The BBT is part of the Religion of Evolution. It adherents like to consider it science, but it really isn't -- it's religion
 
Well the cumulated red shift evidence and the detectable microwave 'echo' certainly gives a lot of fairly definitive evidence that a vast central event threw everything out, explosion-style, from the centre of the known universe.

What caused the 'bang' I don't know. I am no string theorist and don't dabble in quantum physics, and could quite happily live without knowing, to be honest.

Some interpretations of string theory can, as I hear it, predict many of the factors for it and the physical constants we live with.
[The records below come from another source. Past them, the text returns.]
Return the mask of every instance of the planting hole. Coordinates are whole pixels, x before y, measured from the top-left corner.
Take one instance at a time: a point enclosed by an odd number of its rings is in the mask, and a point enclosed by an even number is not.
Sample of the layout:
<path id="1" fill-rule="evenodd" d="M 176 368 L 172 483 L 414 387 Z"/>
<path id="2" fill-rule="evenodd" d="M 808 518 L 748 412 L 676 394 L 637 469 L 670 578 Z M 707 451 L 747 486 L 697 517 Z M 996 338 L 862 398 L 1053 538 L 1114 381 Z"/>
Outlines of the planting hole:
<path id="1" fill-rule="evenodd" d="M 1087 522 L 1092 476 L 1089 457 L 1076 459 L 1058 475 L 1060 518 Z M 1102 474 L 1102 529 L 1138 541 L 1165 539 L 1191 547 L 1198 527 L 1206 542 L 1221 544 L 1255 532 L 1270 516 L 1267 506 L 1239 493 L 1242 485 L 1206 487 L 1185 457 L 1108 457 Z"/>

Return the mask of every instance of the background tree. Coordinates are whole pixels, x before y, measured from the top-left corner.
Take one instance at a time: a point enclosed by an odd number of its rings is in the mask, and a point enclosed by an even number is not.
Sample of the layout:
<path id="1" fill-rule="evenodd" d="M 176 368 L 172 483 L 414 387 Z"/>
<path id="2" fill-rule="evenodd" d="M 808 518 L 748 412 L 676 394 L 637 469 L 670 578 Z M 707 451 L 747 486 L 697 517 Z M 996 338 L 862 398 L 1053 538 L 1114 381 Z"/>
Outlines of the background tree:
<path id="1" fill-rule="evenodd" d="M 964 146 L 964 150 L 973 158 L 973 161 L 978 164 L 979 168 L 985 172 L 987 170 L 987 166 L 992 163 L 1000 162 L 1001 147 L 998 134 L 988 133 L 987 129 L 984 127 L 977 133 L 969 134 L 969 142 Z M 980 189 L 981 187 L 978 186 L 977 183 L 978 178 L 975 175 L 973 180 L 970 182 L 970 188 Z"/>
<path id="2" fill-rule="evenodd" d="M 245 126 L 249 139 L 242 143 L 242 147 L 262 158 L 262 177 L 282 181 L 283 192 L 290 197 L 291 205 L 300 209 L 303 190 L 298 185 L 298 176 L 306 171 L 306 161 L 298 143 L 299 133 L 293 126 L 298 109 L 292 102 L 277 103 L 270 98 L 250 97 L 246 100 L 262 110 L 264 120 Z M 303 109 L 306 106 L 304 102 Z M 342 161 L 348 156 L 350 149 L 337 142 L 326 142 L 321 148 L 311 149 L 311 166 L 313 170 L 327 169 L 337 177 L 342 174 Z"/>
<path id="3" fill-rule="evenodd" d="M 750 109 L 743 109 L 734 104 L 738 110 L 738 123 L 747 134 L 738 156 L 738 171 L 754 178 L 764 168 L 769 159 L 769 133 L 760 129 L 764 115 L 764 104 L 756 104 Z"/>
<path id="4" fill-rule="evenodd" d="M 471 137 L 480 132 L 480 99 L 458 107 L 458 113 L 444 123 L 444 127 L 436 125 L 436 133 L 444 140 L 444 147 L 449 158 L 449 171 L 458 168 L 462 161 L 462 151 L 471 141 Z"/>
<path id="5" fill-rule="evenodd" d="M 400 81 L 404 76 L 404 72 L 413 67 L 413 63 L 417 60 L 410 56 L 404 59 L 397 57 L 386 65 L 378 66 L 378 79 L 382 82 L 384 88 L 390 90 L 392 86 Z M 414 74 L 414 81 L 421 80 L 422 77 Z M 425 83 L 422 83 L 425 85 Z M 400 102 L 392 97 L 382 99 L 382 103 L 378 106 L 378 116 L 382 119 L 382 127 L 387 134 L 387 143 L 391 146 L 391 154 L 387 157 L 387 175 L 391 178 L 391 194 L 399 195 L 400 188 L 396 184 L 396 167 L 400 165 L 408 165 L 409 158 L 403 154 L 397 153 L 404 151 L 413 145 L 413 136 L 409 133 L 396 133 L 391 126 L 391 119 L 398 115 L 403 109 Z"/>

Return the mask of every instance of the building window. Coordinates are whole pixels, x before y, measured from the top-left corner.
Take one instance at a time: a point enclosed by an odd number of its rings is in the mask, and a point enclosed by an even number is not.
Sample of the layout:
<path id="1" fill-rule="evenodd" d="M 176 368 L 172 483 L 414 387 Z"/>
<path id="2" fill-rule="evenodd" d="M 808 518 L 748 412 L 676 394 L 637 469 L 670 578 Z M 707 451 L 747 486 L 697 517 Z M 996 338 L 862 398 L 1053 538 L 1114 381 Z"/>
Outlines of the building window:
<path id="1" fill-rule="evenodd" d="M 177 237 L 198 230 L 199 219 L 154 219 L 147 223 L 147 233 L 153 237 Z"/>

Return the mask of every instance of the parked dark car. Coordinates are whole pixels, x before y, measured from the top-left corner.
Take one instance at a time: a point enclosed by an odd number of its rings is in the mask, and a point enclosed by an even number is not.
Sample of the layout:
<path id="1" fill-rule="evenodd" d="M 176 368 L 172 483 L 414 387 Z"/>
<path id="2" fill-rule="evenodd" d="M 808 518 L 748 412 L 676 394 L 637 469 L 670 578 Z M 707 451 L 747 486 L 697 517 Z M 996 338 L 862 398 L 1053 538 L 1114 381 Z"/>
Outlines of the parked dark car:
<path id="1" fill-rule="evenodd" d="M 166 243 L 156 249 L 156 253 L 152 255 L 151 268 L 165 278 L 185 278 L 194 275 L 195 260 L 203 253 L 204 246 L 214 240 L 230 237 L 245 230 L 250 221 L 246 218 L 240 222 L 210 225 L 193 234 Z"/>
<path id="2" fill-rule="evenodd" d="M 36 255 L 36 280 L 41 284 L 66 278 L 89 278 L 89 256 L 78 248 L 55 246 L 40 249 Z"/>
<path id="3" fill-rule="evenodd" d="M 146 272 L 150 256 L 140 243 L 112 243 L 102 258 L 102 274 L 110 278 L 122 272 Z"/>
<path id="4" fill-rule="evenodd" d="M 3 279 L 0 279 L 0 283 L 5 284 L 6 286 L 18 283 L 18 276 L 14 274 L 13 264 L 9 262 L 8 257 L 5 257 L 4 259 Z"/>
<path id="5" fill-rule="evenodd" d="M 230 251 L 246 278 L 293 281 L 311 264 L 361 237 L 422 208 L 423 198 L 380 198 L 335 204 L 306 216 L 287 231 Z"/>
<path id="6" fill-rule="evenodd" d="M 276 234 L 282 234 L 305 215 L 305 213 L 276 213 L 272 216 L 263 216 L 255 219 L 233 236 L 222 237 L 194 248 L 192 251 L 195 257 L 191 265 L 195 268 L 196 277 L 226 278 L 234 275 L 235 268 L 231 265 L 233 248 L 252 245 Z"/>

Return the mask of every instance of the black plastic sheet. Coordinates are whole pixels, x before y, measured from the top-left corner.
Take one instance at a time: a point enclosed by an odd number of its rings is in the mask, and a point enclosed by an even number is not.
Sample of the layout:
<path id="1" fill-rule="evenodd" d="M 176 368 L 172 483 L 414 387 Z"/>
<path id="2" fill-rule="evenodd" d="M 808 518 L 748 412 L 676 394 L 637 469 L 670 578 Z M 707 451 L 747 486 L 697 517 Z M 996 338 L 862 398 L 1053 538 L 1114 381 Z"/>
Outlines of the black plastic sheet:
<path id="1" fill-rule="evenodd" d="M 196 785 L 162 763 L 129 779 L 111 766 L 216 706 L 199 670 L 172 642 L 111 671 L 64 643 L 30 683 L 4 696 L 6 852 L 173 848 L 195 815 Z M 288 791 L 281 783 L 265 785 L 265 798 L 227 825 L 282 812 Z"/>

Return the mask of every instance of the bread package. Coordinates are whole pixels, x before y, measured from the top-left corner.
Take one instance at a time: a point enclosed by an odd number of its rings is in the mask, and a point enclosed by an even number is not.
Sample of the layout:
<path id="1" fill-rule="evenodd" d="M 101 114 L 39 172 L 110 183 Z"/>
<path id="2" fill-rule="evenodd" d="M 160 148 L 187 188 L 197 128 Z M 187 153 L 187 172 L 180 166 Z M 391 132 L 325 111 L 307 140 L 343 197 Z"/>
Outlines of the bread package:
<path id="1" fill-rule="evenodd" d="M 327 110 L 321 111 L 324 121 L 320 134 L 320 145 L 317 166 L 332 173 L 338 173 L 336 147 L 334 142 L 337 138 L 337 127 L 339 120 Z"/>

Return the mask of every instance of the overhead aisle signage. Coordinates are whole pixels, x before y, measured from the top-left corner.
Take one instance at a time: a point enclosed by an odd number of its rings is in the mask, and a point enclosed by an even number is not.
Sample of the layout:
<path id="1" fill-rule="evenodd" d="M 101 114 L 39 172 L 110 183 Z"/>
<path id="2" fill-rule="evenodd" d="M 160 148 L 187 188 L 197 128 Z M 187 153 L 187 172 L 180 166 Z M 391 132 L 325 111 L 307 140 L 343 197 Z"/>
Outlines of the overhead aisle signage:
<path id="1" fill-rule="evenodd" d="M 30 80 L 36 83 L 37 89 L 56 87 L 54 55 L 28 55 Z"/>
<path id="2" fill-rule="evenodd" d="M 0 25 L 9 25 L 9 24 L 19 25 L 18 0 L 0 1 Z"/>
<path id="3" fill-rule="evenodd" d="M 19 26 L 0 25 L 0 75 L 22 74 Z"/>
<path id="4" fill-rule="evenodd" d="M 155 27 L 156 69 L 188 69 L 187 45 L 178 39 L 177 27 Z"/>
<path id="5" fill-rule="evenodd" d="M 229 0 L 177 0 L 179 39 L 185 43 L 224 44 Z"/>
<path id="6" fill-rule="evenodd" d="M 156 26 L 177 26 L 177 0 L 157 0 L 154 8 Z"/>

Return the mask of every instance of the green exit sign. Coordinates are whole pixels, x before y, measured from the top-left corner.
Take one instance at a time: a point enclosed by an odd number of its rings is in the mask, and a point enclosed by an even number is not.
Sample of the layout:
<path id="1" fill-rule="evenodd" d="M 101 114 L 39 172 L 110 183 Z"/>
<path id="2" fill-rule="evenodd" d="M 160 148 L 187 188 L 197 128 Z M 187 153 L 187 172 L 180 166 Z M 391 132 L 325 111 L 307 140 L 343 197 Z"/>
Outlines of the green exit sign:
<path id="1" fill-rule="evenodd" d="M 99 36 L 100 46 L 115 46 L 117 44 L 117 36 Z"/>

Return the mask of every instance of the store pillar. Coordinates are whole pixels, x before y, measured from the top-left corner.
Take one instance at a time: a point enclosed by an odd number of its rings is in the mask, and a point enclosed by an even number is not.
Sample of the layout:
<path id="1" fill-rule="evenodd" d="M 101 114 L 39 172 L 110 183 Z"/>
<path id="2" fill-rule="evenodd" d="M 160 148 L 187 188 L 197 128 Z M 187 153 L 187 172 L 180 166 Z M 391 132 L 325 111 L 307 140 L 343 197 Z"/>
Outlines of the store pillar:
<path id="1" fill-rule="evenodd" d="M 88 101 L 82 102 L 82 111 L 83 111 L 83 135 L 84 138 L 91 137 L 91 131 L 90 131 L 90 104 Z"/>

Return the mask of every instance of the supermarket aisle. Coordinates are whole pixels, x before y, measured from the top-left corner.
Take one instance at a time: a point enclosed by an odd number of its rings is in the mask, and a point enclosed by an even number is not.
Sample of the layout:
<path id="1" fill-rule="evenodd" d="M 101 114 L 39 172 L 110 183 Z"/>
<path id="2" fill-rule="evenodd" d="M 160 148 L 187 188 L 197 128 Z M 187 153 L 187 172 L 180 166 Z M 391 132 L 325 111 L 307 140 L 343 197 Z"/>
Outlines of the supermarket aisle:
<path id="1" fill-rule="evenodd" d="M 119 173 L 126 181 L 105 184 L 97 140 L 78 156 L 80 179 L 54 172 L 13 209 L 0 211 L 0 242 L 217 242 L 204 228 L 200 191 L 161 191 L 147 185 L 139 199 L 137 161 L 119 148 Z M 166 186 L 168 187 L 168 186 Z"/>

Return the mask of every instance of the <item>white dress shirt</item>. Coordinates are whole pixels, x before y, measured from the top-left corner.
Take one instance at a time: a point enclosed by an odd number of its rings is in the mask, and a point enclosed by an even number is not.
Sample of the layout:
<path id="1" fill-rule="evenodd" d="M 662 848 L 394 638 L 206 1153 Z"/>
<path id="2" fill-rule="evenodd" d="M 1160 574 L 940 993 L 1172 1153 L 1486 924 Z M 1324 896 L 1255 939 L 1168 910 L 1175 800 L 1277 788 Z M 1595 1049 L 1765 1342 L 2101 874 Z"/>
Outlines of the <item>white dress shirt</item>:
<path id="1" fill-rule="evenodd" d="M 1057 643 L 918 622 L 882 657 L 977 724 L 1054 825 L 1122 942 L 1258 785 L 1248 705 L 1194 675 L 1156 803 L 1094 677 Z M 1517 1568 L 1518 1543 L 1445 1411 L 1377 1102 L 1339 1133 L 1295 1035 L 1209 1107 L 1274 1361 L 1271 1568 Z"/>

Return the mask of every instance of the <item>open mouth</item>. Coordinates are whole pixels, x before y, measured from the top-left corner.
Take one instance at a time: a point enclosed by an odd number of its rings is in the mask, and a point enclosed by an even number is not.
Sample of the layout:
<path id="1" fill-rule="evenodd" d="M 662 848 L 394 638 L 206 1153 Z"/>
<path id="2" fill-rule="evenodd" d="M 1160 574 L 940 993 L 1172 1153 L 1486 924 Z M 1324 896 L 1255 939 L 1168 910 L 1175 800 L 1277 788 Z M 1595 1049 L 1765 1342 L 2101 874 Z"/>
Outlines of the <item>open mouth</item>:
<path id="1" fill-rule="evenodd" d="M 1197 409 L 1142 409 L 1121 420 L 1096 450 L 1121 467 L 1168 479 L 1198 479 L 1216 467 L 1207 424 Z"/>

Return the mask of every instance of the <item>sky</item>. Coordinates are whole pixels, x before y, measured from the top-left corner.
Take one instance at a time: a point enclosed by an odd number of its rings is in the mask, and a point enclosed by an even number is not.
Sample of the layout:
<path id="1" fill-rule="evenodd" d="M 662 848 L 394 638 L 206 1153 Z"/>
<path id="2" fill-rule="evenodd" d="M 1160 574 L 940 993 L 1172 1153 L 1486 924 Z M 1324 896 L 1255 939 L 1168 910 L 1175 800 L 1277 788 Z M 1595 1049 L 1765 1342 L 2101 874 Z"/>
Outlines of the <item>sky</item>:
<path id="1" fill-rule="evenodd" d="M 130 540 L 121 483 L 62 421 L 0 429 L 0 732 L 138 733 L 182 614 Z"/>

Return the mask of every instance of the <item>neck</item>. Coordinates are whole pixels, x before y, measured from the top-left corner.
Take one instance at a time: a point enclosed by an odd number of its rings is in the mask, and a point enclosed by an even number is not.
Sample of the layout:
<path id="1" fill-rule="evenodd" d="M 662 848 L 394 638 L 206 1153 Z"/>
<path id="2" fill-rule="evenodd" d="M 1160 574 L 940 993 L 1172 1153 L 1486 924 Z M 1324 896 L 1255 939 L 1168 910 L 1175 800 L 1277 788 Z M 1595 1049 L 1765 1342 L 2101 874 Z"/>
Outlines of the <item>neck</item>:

The problem is that, though testable, string theory is not testable by any means we currently possess, and so remains a mathematical model for now, albeit a very good one.



To summarise: There was evidently a big bang, and the evidence for that is fairly massive. As for what caused it... *shrug*. :-?
 
Let's set the record straight:

1) We observe the universe moving from a singular point
2) We do not know why it is doing so although some theorize an explosion
3) An explosion requires space, if you state that space does not exist then an explosion is confined to the area in which space does exist.
4) Complete emptiness within a space is a vaccum.

Furthermore, TBB is only a copout in my mind since it doesn't explain how the universe got here or why but only puts forth the assertion that the universe is continually expanding and contracting to the extremes until gravity (which we don't really understand truth be told) blasts it the other way. Well whoop-dee-doo... that's just saying the universe has always been here. I don't buy it.

Did the universe explode into being? I don't know and nobody else does either that I'm aware of. Has the universe continually been here without a cause - that's bunk.

BL
 
big bang

"Did the universe explode into being? I don't know and nobody else does either that I'm aware of. Has the universe continually been here without a cause - that's bunk. " BL
---------------------
You are unwilling to believe that the universe of which you are a part has been here forever without a cause but you are willing to believe that a God has been here forever without any evidence of his existance. HMMM?
 
You are unwilling to believe that the universe of which you are a part has been here forever without a cause but you are willing to believe that a God has been here forever without any evidence of his existance. HMMM?

Who says I don't have evidence of God? And if I believe in an absolute God who created everthing, then I must acknowledge that He created time - if He created time then before time was created then there was no linear cause-effect process and so any absolute God who created everything must have no beginning. Otherwise He was created also and is not the absolute Creator.

Don't be so haughty to think that I have a double-standard on this issue. My question now to you is what your response is to the proposition that the universe has been eternally expanding and contracting without a first cause (a violation of its own laws [new energy cannot be created]).